E lei era giunta giusto in tempo per salvare la vita di Rhodry uccidendo un uomo che, così sembrava asserire il dweomer, era invincibile… secondo la profezia infatti, Lord Corbyn non sarebbe mai morto per mano di un uomo. Come tutti gli enigmi posti dal dweomer, però, anche quello aveva avuto due facce affilate, come dimostrava il fatto che il nobile era stato abbattuto dalla mano di una ragazza. Nel ripensarci, Jill ebbe l’impressione che fosse stato tutto troppo perfetto, troppo ingegnoso, quasi gli dèi modellassero il Wyrd delle persone nello stesso modo in cui gli artigiani del Bardek modellavano quelle scatole a incastro con i loro minuscoli e precisi meccanismi privi di un vero significato.

Si ricordò però poi degli elfi, che non erano uomini nel vero senso della parola, e del fatto che Rhodry era per metà un elfo. Si rese allora conto che Rhodry avrebbe potuto lui stesso abbattere il nemico, se soltanto avesse creduto di esserne in grado, e che il suo arrivo, per quanto utile, non era necessariamente stato preordinato dal dweomer più di quanto potesse esserlo una tempesta di neve in pieno inverno.
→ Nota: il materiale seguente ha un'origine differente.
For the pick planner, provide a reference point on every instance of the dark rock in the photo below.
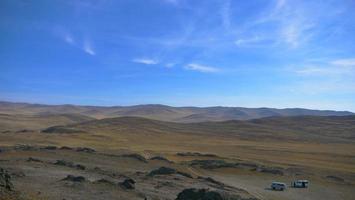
(81, 167)
(30, 159)
(50, 148)
(64, 163)
(213, 181)
(198, 194)
(65, 148)
(213, 164)
(135, 156)
(160, 158)
(104, 181)
(168, 171)
(277, 171)
(196, 154)
(85, 149)
(5, 180)
(335, 178)
(128, 184)
(74, 178)
(61, 130)
(25, 147)
(24, 131)
(162, 171)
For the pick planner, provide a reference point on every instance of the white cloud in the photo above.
(170, 65)
(349, 62)
(247, 41)
(69, 39)
(201, 68)
(344, 67)
(225, 14)
(174, 2)
(145, 61)
(87, 47)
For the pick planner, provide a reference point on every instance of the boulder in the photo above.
(198, 194)
(128, 184)
(74, 178)
(5, 180)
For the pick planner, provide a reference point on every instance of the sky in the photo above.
(255, 53)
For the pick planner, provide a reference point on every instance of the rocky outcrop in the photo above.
(74, 178)
(5, 181)
(128, 184)
(199, 194)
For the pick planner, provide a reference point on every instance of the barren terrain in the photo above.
(237, 159)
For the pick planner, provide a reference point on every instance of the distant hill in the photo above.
(164, 113)
(20, 122)
(304, 128)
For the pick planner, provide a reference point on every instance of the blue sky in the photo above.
(262, 53)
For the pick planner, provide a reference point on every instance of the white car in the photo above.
(278, 186)
(300, 184)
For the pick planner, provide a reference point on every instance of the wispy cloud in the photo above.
(348, 62)
(170, 65)
(87, 47)
(247, 41)
(337, 67)
(146, 61)
(174, 2)
(201, 68)
(225, 14)
(68, 38)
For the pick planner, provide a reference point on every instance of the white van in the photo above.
(278, 186)
(300, 184)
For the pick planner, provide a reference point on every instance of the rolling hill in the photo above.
(164, 113)
(304, 128)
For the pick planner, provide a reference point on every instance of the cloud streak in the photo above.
(146, 61)
(87, 47)
(201, 68)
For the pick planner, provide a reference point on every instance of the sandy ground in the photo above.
(259, 186)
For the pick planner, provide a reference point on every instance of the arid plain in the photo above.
(237, 154)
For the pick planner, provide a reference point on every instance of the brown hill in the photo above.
(164, 113)
(305, 128)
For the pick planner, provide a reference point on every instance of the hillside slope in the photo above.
(305, 128)
(164, 113)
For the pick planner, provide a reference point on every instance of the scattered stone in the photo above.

Tuttavia il dweomer l’aveva portata a lui, di questo era certa, e se non era stato per salvargli la vita, allora ci doveva essere un altro motivo ancora oscuro. Sebbene quel pensiero la facesse rabbrividire, Jill si trovò suo malgrado a chiedersi perché il dweomer dovesse spaventarla tanto, perché fosse tanto certa che seguire la via del dweomer l’avrebbe portata alla morte, e d’un tratto comprese: ciò che temeva era che un suo coinvolgimento con il dweomer potesse portare non soltanto alla sua morte ma anche a quella di Rhodry. Per quanto continuasse a ripetersi che si trattava di un’idea stupida, passò molto tempo prima che riuscisse a liberarsi di quella sensazione irrazionale.